É como se a economia mundial estivesse andando sobre uma corda bamba. De um lado, os bancos centrais (inclusive o nosso) tentam controlar a inflação com juros mais altos. Do outro, a guerra no Irã joga lenha na fogueira, pressionando os preços para cima.

E o Brasil nessa história?

Aparentemente, nem tudo é notícia ruim para o Brasil. O FMI até elevou a projeção de crescimento do nosso PIB para 2026, de 1,6% para 1,9%. A explicação é que, como somos exportadores de petróleo, a guerra pode gerar um pequeno impacto positivo na nossa economia. Mas calma, não vá comemorando ainda…

Essa “ajudinha” do petróleo não compensa o estrago geral. A China, por exemplo, que é um dos nossos maiores parceiros comerciais, já está sentindo o baque. As exportações chinesas desaceleraram em março por causa da guerra, o que significa menos demanda pelos nossos produtos. E menos demanda significa menos empregos e menos dinheiro circulando por aqui.

Preço da gasolina nas alturas

Um dos efeitos mais imediatos da guerra é o aumento do preço da gasolina. O Estreito de Ormuz, por onde passa boa parte do petróleo mundial, está sob tensão, o que eleva os preços do combustível. E, como você já sabe, gasolina mais cara significa inflação maior, já que o transporte de praticamente tudo no Brasil depende de combustíveis.

Supermercado mais caro

Não é só a gasolina que sobe. A guerra também afeta o preço dos alimentos. A alta do petróleo encarece os fertilizantes e o transporte dos produtos agrícolas, o que acaba chegando à sua mesa. Prepare-se para ver o preço do arroz, do feijão e da carne subindo nas próximas semanas.

O que esperar?

O futuro é incerto, mas uma coisa é clara: a guerra no Irã vai continuar influenciando a nossa economia. Se as negociações de paz avançarem, podemos ter um alívio nos preços e uma melhora nas perspectivas de crescimento. Mas, se o conflito se intensificar, prepare-se para um cenário de inflação mais alta e economia mais lenta.

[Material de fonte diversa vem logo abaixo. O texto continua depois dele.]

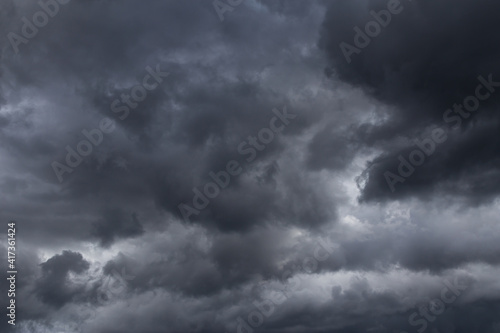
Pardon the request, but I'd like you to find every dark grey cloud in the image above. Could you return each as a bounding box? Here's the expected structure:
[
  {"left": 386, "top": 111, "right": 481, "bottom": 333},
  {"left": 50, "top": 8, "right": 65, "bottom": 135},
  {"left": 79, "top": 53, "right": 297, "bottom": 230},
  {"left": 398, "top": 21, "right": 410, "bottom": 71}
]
[
  {"left": 319, "top": 1, "right": 500, "bottom": 204},
  {"left": 0, "top": 0, "right": 500, "bottom": 333},
  {"left": 35, "top": 251, "right": 89, "bottom": 307}
]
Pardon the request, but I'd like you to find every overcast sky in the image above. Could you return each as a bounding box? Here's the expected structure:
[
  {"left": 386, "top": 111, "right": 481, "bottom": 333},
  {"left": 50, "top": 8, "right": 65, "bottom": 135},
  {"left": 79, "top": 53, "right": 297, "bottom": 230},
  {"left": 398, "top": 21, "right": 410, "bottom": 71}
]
[{"left": 0, "top": 0, "right": 500, "bottom": 333}]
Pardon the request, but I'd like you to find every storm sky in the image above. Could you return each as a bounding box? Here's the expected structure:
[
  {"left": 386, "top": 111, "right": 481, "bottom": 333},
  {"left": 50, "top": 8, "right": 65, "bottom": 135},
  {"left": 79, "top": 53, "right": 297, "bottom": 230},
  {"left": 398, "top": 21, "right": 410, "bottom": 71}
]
[{"left": 0, "top": 0, "right": 500, "bottom": 333}]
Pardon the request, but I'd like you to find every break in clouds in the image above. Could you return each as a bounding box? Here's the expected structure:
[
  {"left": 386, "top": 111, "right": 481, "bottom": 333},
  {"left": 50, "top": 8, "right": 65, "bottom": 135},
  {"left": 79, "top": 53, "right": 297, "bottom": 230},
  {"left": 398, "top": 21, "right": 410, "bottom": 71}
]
[{"left": 0, "top": 0, "right": 500, "bottom": 333}]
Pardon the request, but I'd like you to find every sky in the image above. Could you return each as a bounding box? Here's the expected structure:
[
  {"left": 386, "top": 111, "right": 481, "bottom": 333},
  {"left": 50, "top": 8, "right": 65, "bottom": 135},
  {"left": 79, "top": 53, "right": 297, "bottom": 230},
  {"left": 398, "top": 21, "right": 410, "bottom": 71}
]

O presidente dos EUA, Donald Trump, sinalizou abertura para negociações com o Irã, o que animou os mercados. Resta saber se essa trégua vai se consolidar ou se teremos novos capítulos dessa crise.

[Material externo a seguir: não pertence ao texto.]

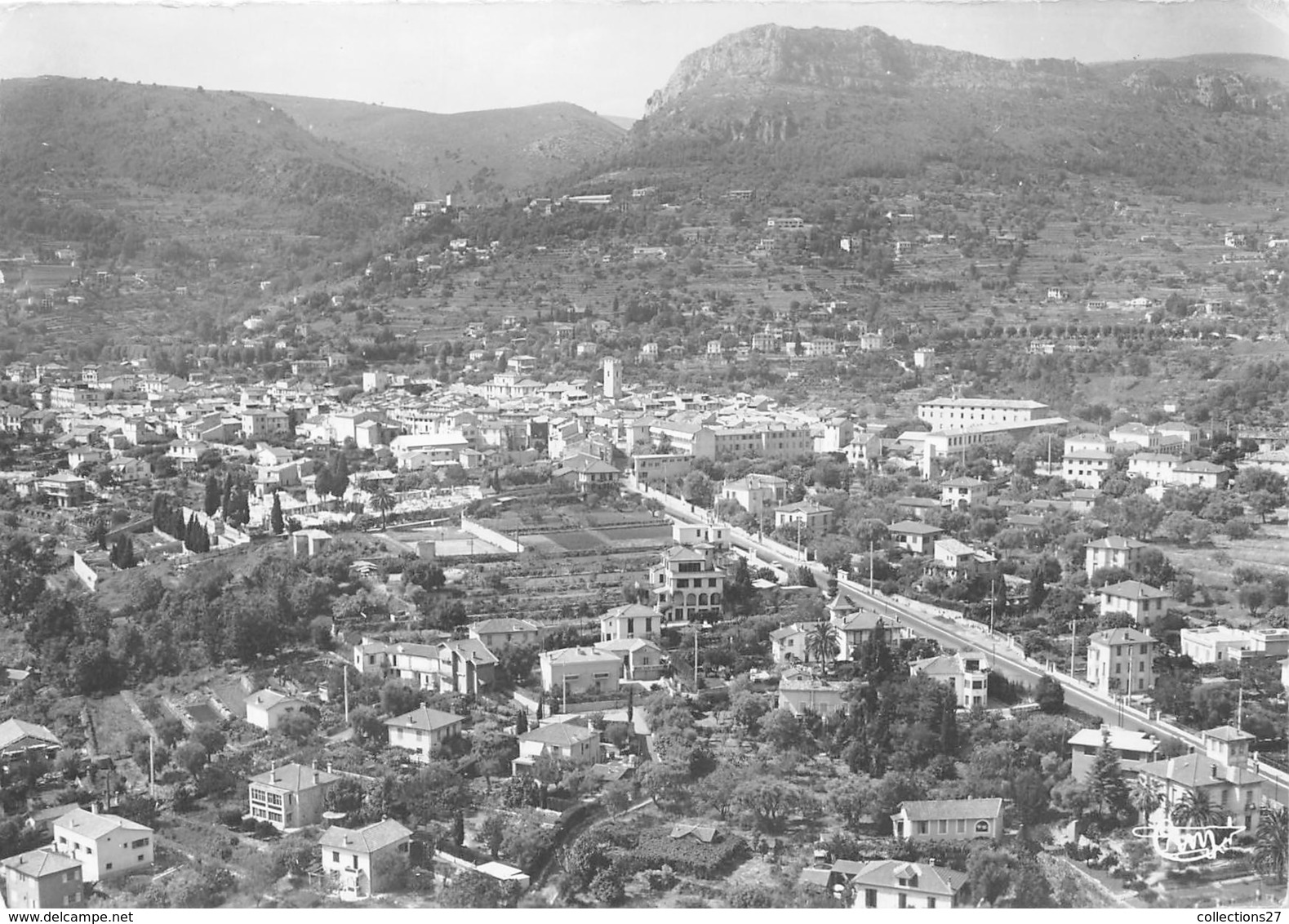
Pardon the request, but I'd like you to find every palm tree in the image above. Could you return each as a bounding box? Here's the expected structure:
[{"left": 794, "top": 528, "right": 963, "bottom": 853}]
[
  {"left": 1129, "top": 773, "right": 1164, "bottom": 822},
  {"left": 1173, "top": 789, "right": 1222, "bottom": 828},
  {"left": 806, "top": 620, "right": 839, "bottom": 677},
  {"left": 371, "top": 485, "right": 397, "bottom": 530},
  {"left": 1253, "top": 806, "right": 1289, "bottom": 880}
]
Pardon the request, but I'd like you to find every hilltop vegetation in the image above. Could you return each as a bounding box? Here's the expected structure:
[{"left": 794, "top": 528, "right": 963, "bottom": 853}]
[
  {"left": 0, "top": 78, "right": 407, "bottom": 255},
  {"left": 254, "top": 93, "right": 626, "bottom": 201}
]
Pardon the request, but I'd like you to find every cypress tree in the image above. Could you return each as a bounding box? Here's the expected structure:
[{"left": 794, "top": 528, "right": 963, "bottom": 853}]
[
  {"left": 1088, "top": 728, "right": 1128, "bottom": 819},
  {"left": 269, "top": 491, "right": 287, "bottom": 536},
  {"left": 940, "top": 690, "right": 958, "bottom": 757},
  {"left": 331, "top": 452, "right": 349, "bottom": 497},
  {"left": 207, "top": 472, "right": 219, "bottom": 517}
]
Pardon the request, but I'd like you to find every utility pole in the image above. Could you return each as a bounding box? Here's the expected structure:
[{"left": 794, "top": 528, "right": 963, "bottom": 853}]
[
  {"left": 694, "top": 623, "right": 699, "bottom": 693},
  {"left": 1070, "top": 616, "right": 1079, "bottom": 677}
]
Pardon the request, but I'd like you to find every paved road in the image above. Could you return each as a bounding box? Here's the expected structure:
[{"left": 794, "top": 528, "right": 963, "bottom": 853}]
[{"left": 633, "top": 479, "right": 1289, "bottom": 802}]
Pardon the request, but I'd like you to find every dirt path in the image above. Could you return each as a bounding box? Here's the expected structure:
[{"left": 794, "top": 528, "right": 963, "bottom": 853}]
[{"left": 121, "top": 690, "right": 158, "bottom": 739}]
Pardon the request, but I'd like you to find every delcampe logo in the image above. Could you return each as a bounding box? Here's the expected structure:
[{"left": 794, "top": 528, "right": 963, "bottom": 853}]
[{"left": 1131, "top": 820, "right": 1244, "bottom": 864}]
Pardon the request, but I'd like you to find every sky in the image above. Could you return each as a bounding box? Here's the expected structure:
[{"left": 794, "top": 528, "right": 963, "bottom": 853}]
[{"left": 0, "top": 0, "right": 1289, "bottom": 118}]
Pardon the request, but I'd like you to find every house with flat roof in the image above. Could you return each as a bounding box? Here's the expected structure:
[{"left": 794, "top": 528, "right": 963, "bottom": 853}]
[
  {"left": 594, "top": 638, "right": 665, "bottom": 683},
  {"left": 540, "top": 648, "right": 623, "bottom": 696},
  {"left": 1061, "top": 441, "right": 1115, "bottom": 491},
  {"left": 53, "top": 806, "right": 153, "bottom": 882},
  {"left": 1180, "top": 625, "right": 1289, "bottom": 664},
  {"left": 891, "top": 799, "right": 1002, "bottom": 840},
  {"left": 385, "top": 706, "right": 465, "bottom": 760},
  {"left": 779, "top": 673, "right": 846, "bottom": 717},
  {"left": 1069, "top": 726, "right": 1159, "bottom": 780},
  {"left": 887, "top": 519, "right": 944, "bottom": 555},
  {"left": 1087, "top": 626, "right": 1158, "bottom": 696},
  {"left": 775, "top": 500, "right": 837, "bottom": 536},
  {"left": 247, "top": 763, "right": 340, "bottom": 831},
  {"left": 909, "top": 651, "right": 989, "bottom": 709},
  {"left": 438, "top": 638, "right": 497, "bottom": 696}
]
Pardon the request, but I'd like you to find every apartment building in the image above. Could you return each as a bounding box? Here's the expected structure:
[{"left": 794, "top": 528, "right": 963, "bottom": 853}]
[
  {"left": 1087, "top": 628, "right": 1156, "bottom": 696},
  {"left": 1097, "top": 581, "right": 1169, "bottom": 629},
  {"left": 1069, "top": 726, "right": 1159, "bottom": 780},
  {"left": 53, "top": 806, "right": 153, "bottom": 882},
  {"left": 0, "top": 848, "right": 85, "bottom": 911},
  {"left": 648, "top": 544, "right": 726, "bottom": 623},
  {"left": 918, "top": 398, "right": 1051, "bottom": 430},
  {"left": 1084, "top": 536, "right": 1147, "bottom": 580},
  {"left": 909, "top": 652, "right": 989, "bottom": 709},
  {"left": 247, "top": 763, "right": 340, "bottom": 831},
  {"left": 721, "top": 474, "right": 788, "bottom": 517},
  {"left": 891, "top": 799, "right": 1002, "bottom": 840}
]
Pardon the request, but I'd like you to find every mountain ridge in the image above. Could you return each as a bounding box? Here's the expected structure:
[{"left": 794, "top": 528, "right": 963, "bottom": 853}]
[
  {"left": 249, "top": 93, "right": 625, "bottom": 201},
  {"left": 607, "top": 24, "right": 1289, "bottom": 196}
]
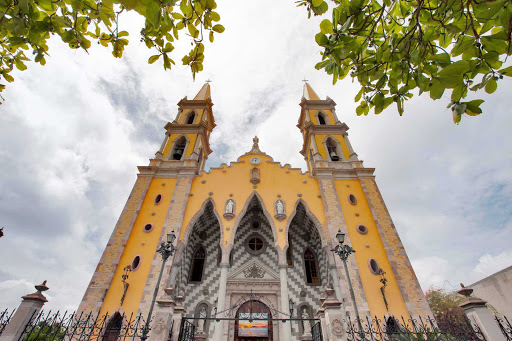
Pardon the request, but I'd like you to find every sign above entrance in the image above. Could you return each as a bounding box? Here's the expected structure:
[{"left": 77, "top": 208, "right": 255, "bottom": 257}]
[{"left": 238, "top": 313, "right": 268, "bottom": 337}]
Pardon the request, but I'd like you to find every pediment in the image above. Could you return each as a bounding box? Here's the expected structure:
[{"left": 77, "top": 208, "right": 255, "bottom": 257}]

E o que você pode fazer? A dica é simples: fique de olho nos seus gastos, pesquise preços e evite dívidas desnecessárias. Em tempos de incerteza, a palavra de ordem é cautela.

Lições da Argentina

Para não dizer que não aprendemos nada com nossos vizinhos, vale lembrar que a Argentina já sofreu (e ainda sofre) com os efeitos de crises externas. A inflação alta e a desvalorização da moeda são fantasmas que assombram o país há décadas. Que a experiência argentina sirva de lição para o Brasil: é preciso ter responsabilidade fiscal e evitar medidas populistas que podem colocar a economia em risco.